Compared to linfa's KMeans algorithm, the DBSCAN implementation is able to operate directly on a ndarray Array2 data structure, so there's no need to convert it into the linfa-native Dataset type first. It's also worth pointing out that choosing the chosen parameters often take some experimentation and tuning before they produce results that actually make sense. This is one of the areas where data visualization can be really valuable; it is helpful in developing some spatial intuition about your data set and understand how your choice of hyperparameters will affect the results produced by the algorithm.


#![allow(unused)]
fn main() {
    // Compared to linfa's KMeans algorithm, the DBSCAN implementation can operate
    // directly on an ndarray `Array2` data structure, so there's no need to convert it
    // into the linfa-native `Dataset` first.
    let min_points = 20;
    let clusters = Dbscan::params(min_points)
        .tolerance(0.6)
        .transform(&data)
        .unwrap();
    println!("{:#?}", clusters);
}

We'll skip over setting up ChartBuilder struct and drawing areas from the plotters crate, since it's exactly the same as in the KMeans example.

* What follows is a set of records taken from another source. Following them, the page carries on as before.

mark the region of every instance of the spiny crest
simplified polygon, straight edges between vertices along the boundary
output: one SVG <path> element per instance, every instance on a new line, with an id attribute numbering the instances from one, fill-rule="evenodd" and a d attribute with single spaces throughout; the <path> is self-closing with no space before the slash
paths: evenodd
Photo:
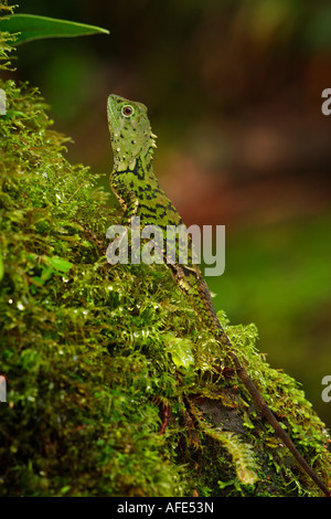
<path id="1" fill-rule="evenodd" d="M 132 102 L 115 94 L 107 103 L 108 125 L 117 170 L 134 169 L 140 156 L 152 157 L 156 135 L 152 134 L 142 103 Z"/>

Remember how we mentioned DBSCAN is an algorithm that can exclude noise? That's particularly important for the pattern-matching in this case, since we're almost guaranteed to end up with some values that don't fit nicely into any of our expected clusters. Since we generated an artificial dataset, we know the number of clusters that should be generated, and where they're located. However, that won't always be the case. In that situation, we could instead examine the number of clusters afterwards, create a colormap using custom RGB colors which matches the highest number of clusters, and plot it that way.


#![allow(unused)]
fn main() {
    for i in 0..data.shape()[0] {
        let coordinates = data.slice(s![i, 0..2]);

        let point = match clusters[i] {
            Some(0) => Circle::new(
                (coordinates[0], coordinates[1]),
                3,
                ShapeStyle::from(&RED).filled(),
            ),
            Some(1) => Circle::new(
                (coordinates[0], coordinates[1]),
                3,
                ShapeStyle::from(&GREEN).filled(),
            ),
            Some(2) => Circle::new(
                (coordinates[0], coordinates[1]),
                3,
                ShapeStyle::from(&BLUE).filled(),
            ),
            // Making sure our pattern-matching is exhaustive
            // Note that we can define a custom color using RGB
            _ => Circle::new(
                (coordinates[0], coordinates[1]),
                3,
                ShapeStyle::from(&RGBColor(255, 255, 255)).filled(),
            ),
        };

        root_area
            .draw(&point)
            .expect("An error occurred while drawing the point!");
    }
}

As a result, we then get the following chart, where each cluster is uniquely identified, and some of the random noise associated with the dataset is discarded.

DBSCAN
1

This code for this comparison is actually separate from the main DBSCAN example. It can be found at examples/clustering_comparison.rs.